Spencer Bonaventure Tracy (1900-1967) was known for his natural style and versatility on the screen. He won two Oscars from a list of nine nominations. Spencer was a good friend of Clark Gable and enjoyed working with him His only problem with the work was that he never got equal billing with Gable. That eventually took its toll of their working together and ended the two appearing in films together.

Tracy acted in 75 films in his career and gained the respect of his peers for his performances. In 1999 the American Film Institute ranked Tracy as the 9th greatest male star of Classic Hollywood Cinema. 

The critics as well as audiences liked the results that MGM got in producing this movie. A reviewer of that period, Frank S. Nugent, writing for the New York Times titled his June 27, 1936 column: ‘San Francisco’ at the Capitol, Is a stirring Film of the Barbary Coast.  

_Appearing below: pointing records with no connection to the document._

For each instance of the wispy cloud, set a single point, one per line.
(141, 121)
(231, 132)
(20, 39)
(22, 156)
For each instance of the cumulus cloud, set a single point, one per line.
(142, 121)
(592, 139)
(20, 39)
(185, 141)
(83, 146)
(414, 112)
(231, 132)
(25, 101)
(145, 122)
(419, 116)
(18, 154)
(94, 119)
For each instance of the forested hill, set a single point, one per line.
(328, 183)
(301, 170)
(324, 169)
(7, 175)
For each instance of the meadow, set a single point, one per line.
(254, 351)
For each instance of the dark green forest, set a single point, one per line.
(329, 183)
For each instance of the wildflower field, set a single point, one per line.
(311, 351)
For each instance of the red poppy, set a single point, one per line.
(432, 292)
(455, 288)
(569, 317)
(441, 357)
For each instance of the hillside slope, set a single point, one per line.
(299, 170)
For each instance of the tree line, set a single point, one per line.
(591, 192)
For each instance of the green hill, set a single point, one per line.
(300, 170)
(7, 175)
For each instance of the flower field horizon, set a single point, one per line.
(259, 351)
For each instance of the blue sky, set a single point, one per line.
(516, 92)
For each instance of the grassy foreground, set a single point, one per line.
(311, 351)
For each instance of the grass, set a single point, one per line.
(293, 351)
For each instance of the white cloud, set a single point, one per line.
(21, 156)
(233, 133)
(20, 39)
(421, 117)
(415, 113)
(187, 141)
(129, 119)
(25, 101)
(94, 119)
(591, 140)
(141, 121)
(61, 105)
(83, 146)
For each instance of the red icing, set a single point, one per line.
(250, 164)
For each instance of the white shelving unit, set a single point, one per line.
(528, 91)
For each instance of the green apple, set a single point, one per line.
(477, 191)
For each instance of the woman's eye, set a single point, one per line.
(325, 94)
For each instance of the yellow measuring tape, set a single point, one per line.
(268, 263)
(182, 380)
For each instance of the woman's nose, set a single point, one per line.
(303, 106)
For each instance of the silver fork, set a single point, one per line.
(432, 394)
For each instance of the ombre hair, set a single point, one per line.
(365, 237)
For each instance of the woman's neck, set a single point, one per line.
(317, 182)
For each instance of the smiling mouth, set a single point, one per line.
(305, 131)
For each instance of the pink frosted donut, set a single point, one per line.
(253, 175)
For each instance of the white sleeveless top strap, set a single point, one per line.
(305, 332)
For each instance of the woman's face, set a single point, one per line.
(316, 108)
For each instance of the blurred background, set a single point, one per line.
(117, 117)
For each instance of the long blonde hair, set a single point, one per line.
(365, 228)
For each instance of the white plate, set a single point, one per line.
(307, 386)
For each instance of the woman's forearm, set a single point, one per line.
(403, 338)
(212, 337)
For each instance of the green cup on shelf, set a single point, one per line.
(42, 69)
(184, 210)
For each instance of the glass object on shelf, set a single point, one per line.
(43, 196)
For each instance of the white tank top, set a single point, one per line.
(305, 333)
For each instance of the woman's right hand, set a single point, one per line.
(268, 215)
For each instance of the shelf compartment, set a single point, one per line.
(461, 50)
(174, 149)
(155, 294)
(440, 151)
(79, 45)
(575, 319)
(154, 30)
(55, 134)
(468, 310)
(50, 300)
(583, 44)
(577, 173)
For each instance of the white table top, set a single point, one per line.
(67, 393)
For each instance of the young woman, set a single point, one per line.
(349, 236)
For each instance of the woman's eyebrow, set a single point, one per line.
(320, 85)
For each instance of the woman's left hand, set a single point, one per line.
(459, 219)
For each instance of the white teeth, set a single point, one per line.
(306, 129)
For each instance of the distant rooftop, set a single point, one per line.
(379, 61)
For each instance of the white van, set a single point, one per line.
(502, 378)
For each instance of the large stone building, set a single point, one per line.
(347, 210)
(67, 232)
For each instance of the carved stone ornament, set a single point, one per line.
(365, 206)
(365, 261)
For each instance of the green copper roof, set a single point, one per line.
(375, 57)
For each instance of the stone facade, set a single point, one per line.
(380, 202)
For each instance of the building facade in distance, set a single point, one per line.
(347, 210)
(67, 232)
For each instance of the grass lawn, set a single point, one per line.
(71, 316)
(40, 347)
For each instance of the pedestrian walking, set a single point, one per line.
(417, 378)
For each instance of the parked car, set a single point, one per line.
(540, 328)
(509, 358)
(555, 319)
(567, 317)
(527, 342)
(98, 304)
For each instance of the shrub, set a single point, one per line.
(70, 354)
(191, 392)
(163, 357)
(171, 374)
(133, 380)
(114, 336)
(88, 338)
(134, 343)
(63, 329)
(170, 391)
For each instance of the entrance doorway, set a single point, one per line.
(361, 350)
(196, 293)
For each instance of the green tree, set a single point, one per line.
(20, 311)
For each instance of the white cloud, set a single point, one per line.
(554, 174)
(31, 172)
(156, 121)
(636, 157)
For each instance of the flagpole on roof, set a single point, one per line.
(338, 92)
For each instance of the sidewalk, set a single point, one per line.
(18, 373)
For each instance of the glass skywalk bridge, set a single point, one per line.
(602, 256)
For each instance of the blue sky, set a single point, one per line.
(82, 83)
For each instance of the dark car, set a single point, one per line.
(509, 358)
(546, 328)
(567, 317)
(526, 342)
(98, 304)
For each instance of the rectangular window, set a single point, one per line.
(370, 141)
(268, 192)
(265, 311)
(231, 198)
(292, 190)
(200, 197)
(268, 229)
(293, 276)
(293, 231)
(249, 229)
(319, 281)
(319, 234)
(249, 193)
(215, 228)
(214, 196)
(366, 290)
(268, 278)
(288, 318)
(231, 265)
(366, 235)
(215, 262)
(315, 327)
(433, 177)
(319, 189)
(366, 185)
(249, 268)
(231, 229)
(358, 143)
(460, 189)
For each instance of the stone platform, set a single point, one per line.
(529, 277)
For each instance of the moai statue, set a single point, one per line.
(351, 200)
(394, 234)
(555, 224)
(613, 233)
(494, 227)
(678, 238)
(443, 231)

The review says, “Out of the gusty, brawling, catastrophic history of the Barbary Coast early in the century, Metro-Goldwin-Mayer has fashioned a prodigally generous and completely satisfying photoplay. "San Francisco" is less a single motion picture than an anthology. During its two-hour course on the Capitol's screen it manages to encompass most of the virtues of the operatic film, the romantic, the biographical, the dramatic and the documentary. Astonishingly, it serves all of them abundantly well, truly meriting commendation as a near-perfect illustration of the cinema's inherent and acquired ability to absorb and digest other art forms and convert them into its own sinews.”

You can see this movie free of charge. An appropriate snack will be served courtesy of Jack and his wife/projectionist, Lynn.  Place: The Edge Center for the Arts, Bigfork. Date and time: Thursday September 14 at 6:30PM. It will be worth going to Bigfork, because Jack will give you lots of background about the movie and a cartoon of the period will give you some laughs.